This is the 24th day of my participation in the August More Text Challenge
Notes of Andrew Ng’s Machine Learning —— (6) Classification
Intro of Classification
Classification problems are something like giving a patient with a tumor, we have to predict whether the tumor is malignant or benign. It’s expected to output discrete values.
The classification problem is just like the regression problem, except that the values we want to predict take on only a small number of discrete values. For now, we will focus on the binary classification problem in which y
can take only two values, 0
and 1
.
For instance, if we are trying to build a spam classifier for email, then x(i)x^{(i)}x(i) may be some features of a piece of email, and yyy may be 1 if it is a piece of spam mail, Hence, y∈{0,1}y \in \{0,1\}y∈{0,1}. 0 is also called the negative class, and 1 the positive class, and they are sometimes also denoted by the symbols – and +. Given x(i)x^{(i)}x(i), the corresponding y(i)y^{(i)}y(i) is also called the label for the training example.

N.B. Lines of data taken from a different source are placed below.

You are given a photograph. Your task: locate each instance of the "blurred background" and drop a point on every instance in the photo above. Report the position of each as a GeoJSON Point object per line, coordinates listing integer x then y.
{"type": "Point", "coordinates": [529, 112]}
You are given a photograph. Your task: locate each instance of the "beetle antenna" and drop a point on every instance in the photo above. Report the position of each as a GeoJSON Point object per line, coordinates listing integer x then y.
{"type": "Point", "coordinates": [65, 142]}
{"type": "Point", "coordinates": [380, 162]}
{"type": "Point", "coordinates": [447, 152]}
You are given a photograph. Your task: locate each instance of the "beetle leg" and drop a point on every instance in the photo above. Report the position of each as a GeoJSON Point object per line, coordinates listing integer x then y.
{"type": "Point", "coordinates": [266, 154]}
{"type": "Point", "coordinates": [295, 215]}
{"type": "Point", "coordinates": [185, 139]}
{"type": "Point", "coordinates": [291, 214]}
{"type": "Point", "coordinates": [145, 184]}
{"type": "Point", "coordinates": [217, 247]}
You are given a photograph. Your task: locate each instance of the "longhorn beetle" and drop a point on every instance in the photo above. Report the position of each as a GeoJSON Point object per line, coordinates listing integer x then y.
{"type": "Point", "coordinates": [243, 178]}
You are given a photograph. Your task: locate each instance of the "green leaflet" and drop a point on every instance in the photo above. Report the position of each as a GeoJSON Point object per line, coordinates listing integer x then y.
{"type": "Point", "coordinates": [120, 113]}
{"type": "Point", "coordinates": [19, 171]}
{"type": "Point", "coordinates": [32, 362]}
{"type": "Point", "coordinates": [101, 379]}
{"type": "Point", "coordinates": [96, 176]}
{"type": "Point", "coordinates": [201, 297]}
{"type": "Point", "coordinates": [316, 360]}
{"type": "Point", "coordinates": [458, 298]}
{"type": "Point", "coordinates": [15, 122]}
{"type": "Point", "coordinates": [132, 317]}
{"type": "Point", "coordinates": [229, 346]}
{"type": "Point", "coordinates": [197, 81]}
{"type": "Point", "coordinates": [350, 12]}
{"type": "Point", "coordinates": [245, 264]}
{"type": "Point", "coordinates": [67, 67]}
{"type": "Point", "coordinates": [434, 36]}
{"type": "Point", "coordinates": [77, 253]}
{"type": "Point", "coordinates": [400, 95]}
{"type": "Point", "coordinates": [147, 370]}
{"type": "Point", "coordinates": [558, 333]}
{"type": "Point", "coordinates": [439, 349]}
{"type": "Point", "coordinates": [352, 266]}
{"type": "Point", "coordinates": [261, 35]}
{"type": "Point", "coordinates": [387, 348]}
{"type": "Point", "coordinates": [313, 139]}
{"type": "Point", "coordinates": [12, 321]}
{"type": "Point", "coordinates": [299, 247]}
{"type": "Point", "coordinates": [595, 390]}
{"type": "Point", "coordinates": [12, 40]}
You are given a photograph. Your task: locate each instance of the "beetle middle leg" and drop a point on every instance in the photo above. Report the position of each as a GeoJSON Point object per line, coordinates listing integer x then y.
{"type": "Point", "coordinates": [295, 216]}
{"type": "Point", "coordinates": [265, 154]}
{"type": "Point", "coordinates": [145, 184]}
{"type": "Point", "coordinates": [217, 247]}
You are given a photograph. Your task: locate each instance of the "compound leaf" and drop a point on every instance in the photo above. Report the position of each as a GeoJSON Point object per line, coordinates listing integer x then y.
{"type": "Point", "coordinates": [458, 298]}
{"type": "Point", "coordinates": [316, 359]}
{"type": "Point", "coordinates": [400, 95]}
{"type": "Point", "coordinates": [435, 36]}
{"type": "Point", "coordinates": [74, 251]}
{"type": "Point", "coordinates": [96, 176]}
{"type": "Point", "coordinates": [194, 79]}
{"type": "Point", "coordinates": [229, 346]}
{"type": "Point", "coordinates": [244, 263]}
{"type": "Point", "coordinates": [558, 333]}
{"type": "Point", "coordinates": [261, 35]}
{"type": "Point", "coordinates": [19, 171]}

To attempt classification, one method is to use linear refression and map all predictions greater than 0.5
as a 1
and all less than 0.5
as a 0
. However, this method doesn’t work because classification is not actually a linear function. So what we actually do to solve classification problems is an algorithm named logistic regression. Note that even be called regression, it is actually to do classification.
Logistic Regression
Hypothesis Representation
We could approach the classification problem ignoring the fact that y
is discrete-valued, and use our old linear regression algorithm to try to predict y
given x
. However it is easy to construct examples where this method performs very poorly.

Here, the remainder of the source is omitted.